La différence provient d’abord et avant
tout de la perception de ce qu’est une langue et de ce que sont les mathématiques.
Cette perception sépare d’ailleurs les matières scolaires
en deux groupes.
Premier groupe : le français, les
sciences humaines, les arts, la religion (catéchèse ou morale).
Deuxième groupe : les mathématiques,
les sciences physiques, l’éducation physique.
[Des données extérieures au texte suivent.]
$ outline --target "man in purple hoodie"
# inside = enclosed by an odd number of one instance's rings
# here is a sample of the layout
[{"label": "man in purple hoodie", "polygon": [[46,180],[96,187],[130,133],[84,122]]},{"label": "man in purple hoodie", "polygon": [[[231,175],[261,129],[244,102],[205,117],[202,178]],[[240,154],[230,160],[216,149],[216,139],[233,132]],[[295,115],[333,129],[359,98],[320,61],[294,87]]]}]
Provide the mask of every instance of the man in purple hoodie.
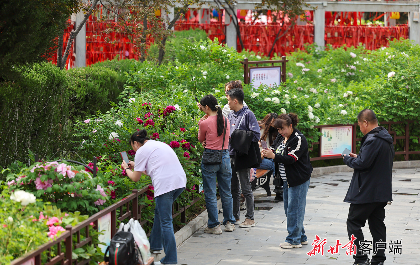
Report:
[{"label": "man in purple hoodie", "polygon": [[[243,105],[244,98],[245,97],[244,91],[240,89],[235,88],[228,91],[227,95],[228,104],[230,109],[233,110],[228,116],[231,124],[231,135],[236,129],[252,131],[253,136],[251,145],[252,145],[252,144],[257,143],[260,140],[260,126],[255,115],[247,107],[244,107]],[[234,170],[238,176],[237,178],[232,177],[231,184],[232,197],[233,198],[234,216],[237,220],[239,220],[242,190],[242,194],[245,198],[247,213],[245,215],[245,221],[240,223],[239,227],[255,226],[255,223],[254,221],[254,194],[249,182],[250,168],[254,167],[251,166],[252,165],[245,166],[242,165],[239,165],[240,163],[238,162],[238,159],[235,159],[236,151],[232,147],[231,140],[231,139],[230,139],[229,153],[231,155],[231,160],[235,167],[234,169],[232,168],[232,171]],[[259,148],[257,149],[259,151]],[[249,166],[247,166],[248,165]]]}]

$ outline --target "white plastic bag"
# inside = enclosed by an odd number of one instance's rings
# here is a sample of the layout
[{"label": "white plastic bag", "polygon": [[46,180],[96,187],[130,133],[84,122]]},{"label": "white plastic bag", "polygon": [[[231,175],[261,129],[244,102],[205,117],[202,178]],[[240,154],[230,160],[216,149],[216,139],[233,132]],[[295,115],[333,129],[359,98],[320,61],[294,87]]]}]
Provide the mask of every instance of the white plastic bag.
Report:
[{"label": "white plastic bag", "polygon": [[133,234],[134,240],[136,241],[139,250],[142,254],[143,262],[144,264],[147,264],[151,255],[150,243],[147,239],[146,232],[139,221],[137,220],[134,221],[132,218],[129,221],[128,224],[130,225],[130,231]]}]

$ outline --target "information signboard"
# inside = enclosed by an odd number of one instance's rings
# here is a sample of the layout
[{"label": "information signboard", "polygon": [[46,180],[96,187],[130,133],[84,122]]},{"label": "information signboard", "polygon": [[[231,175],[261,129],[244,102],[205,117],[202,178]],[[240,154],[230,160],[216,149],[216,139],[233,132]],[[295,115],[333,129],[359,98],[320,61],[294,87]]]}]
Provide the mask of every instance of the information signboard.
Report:
[{"label": "information signboard", "polygon": [[99,235],[100,242],[106,245],[100,245],[102,253],[105,253],[106,248],[111,242],[111,213],[109,213],[98,219],[98,231],[102,231],[103,235]]},{"label": "information signboard", "polygon": [[255,89],[262,84],[278,86],[281,82],[281,66],[249,67],[249,71],[251,84]]},{"label": "information signboard", "polygon": [[353,126],[321,128],[321,157],[340,155],[345,148],[352,150]]}]

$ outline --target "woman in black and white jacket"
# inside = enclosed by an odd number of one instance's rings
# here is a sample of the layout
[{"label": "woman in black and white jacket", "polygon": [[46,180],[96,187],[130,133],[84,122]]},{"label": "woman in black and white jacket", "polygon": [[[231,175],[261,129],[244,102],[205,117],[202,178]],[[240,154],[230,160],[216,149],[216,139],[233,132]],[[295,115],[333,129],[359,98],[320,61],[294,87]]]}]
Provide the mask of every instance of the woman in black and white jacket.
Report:
[{"label": "woman in black and white jacket", "polygon": [[289,235],[280,247],[286,249],[302,247],[302,244],[308,244],[303,219],[312,165],[306,138],[295,128],[299,121],[295,113],[279,115],[273,123],[278,135],[268,150],[262,151],[263,155],[275,163],[274,181],[278,178],[284,181],[284,212]]}]

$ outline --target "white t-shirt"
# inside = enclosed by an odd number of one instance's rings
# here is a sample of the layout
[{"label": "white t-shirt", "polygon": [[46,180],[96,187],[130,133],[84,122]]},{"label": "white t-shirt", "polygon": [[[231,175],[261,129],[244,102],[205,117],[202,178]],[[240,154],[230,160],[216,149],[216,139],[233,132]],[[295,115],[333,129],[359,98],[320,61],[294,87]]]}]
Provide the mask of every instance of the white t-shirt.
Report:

En général, les filles préfèrent
les matières du premier groupe alors que les garçons préfèrent
celles du deuxième groupe. Une différence fondamentale existe
entre ces deux groupes et justifie les préférences des filles
et celles des garçons. Pour identifier cette différence,
je me permets de raconter une anecdote récente, laquelle ressemble
à plusieurs autres, certaines ayant été évoquées
dans des numéros précédents de Mathadore.
Il y a deux semaines, j’étais invité
à assister à un tournoi d’échecs. J’ai pu observer
quelques parties. Une d’entre elles opposait une fille de dix ans à
un garçon du même âge. La fillette était nettement
meilleure que le garçon. Vers la fin de la partie, elle possédait
un avantage écrasant et pourtant elle a perdu. Elle n’a commis aucune
erreur d’inattention, au contraire, à tout moment, elle avait une
vue d’ensemble de la situation du jeu nettement plus claire que son adversaire.
J’ai discuté avec elle après cette
partie et je lui ai demandé si elle savait pourquoi elle avait perdu.
Elle ne semblait pas le savoir et semblait y attacher peu d’importance.
Je lui ai expliqué qu’elle ne jouait pas pour gagner, mais pour
jouer, comme le font presque toutes les filles, alors que les garçons
ne jouent que pour gagner.
Par exemple, durant la partie, lorsque son adversaire
menaçait un de ses cavaliers, elle jouait afin de menacer un cavalier
de son adversaire. Si celui-ci prenait son cavalier, elle répliquait
de la même façon. Si celui-ci ne passait pas à l’attaque,
elle évitait d’attaquer. Rien n’est aussi fatal aux échecs.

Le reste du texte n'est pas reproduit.